The Drop
Netflix

Emily in Paris

SLOP

Algorithmic croissant noise pretending to be comfort. Watching it while sick makes you sicker.

sentenced 2026-07-12 by the guide

The Premise

Darren Star's Netflix confection about Emily Cooper (Lily Collins), a Chicago marketing girlie parachuted into a Paris firm to add "an American point of view." She has a chic boss who hates her (Philippine Leroy-Beaulieu), a chef neighbor with cheekbones (Lucas Bravo), a best friend from Shanghai (Ashley Park), and roughly a thousand outfits per episode. Season five relocates the whole apparatus to Rome, because when a show runs out of ideas, the passport comes out. Six seasons deep, with the sixth announced as the last.

The Case For

Leroy-Beaulieu is genuinely funny as Sylvie and has been since episode one. She plays contempt like a wind instrument, and every scene she's in has a pulse the rest of the show can't fake. Ashley Park's Mindy gets the only jokes that land on the first try. The costume department, led by Marylin Fitoussi and the ghost of Patricia Field, is doing actual work; if you mute the show and treat it as a lookbook, it earns its keep. And credit where it's due — Netflix knows exactly what it's selling. Bright colors, no homework, twenty-two-minute episodes you can watch while folding laundry.

The Case Against

The writing. Emily has no interior life, no discernible taste, no problem that survives a montage. Every professional crisis is solved by a pun in a pitch meeting. The Paris of the show is a snow globe with a beret glued on top; the French characters exist to be charmed or scandalized by an American who says "oh la la" without irony. Season five drags the same trick to Rome and hopes new tile floors count as growth. Bravo's Gabriel is a mood board, not a person. The stakes are whether a brand activation goes well.

Who It's For, Who'll Bounce

For you if you loved The Bold Type, watched Sex and the City for the brunches, or use TV the way other people use scented candles. Also for anyone who genuinely enjoys watching beautiful people fail upward in expensive coats. You'll bounce hard if you need a plot with consequences, if dialogue that sounds like LinkedIn posts makes your teeth itch, or if you've ever been to actual Paris and can't unsee the postcard. Fans of Fleabag or Girls will make it eleven minutes.

The Ruling

SLOP isn't a moral judgment, it's a texture. This show has the nutritional density of a marshmallow that's been sitting in a car.

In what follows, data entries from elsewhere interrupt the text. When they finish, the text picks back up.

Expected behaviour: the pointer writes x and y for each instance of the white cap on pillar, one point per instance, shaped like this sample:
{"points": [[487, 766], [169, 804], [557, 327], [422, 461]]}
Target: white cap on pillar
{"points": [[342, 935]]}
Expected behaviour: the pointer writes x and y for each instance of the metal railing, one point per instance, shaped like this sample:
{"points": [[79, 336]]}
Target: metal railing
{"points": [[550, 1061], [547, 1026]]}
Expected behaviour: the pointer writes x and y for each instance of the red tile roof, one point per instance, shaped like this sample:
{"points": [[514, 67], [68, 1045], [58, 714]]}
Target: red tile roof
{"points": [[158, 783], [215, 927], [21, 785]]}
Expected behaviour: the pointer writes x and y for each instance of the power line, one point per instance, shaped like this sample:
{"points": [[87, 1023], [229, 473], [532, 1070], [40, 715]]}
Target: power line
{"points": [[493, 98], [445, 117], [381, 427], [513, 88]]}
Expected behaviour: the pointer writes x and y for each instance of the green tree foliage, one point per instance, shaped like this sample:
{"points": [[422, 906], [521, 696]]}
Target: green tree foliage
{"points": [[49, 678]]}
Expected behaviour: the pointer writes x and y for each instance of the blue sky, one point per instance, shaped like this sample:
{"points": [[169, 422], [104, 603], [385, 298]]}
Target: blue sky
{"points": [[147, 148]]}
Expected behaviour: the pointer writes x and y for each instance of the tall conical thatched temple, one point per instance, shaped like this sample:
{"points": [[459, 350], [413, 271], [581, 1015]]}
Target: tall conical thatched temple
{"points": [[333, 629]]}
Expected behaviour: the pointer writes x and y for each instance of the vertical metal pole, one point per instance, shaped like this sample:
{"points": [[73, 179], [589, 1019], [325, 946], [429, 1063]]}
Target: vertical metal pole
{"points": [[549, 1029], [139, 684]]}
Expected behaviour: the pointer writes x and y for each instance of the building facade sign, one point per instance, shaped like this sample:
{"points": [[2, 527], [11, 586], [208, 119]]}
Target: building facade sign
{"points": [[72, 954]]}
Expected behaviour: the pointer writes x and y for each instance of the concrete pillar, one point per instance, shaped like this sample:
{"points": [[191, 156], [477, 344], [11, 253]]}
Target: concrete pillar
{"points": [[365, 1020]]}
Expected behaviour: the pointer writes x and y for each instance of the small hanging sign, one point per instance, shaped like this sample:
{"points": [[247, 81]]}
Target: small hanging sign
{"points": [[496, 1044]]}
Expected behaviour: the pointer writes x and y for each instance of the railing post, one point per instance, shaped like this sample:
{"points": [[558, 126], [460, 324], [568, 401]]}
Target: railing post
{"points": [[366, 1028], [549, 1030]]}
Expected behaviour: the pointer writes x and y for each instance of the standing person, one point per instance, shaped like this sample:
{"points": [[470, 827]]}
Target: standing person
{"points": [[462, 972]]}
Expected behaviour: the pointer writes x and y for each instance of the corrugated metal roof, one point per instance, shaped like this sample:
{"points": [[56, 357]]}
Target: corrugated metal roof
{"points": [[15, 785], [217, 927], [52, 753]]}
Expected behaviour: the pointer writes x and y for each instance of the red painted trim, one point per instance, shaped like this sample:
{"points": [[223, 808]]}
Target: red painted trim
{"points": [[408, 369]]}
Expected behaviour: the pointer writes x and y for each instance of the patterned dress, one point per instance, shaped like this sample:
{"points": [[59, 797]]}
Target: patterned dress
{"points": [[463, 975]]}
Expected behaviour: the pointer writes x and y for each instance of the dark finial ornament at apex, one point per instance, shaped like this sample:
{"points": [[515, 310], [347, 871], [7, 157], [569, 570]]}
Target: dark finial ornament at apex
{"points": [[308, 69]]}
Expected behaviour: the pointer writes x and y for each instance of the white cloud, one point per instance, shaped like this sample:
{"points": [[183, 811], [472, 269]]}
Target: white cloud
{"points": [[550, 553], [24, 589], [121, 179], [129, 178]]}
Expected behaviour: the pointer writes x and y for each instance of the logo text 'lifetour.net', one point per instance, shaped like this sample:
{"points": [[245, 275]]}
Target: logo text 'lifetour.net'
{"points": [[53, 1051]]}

The craft failure is specific: scenes end when the joke lands, not when the character learns anything; conflicts resolve because the runtime says so; every location is shot like a tourism board sizzle reel. It isn't preachy — the show barely has convictions strong enough to lecture with — but that same softness is why nothing sticks. Star knows how to build a hangout series (see Younger, see the Sex and the City years that worked), and he's chosen not to here. What's left is content, in the industrial sense. Pretty, weightless, engineered to autoplay. Watchable, technically. Nourishing, no.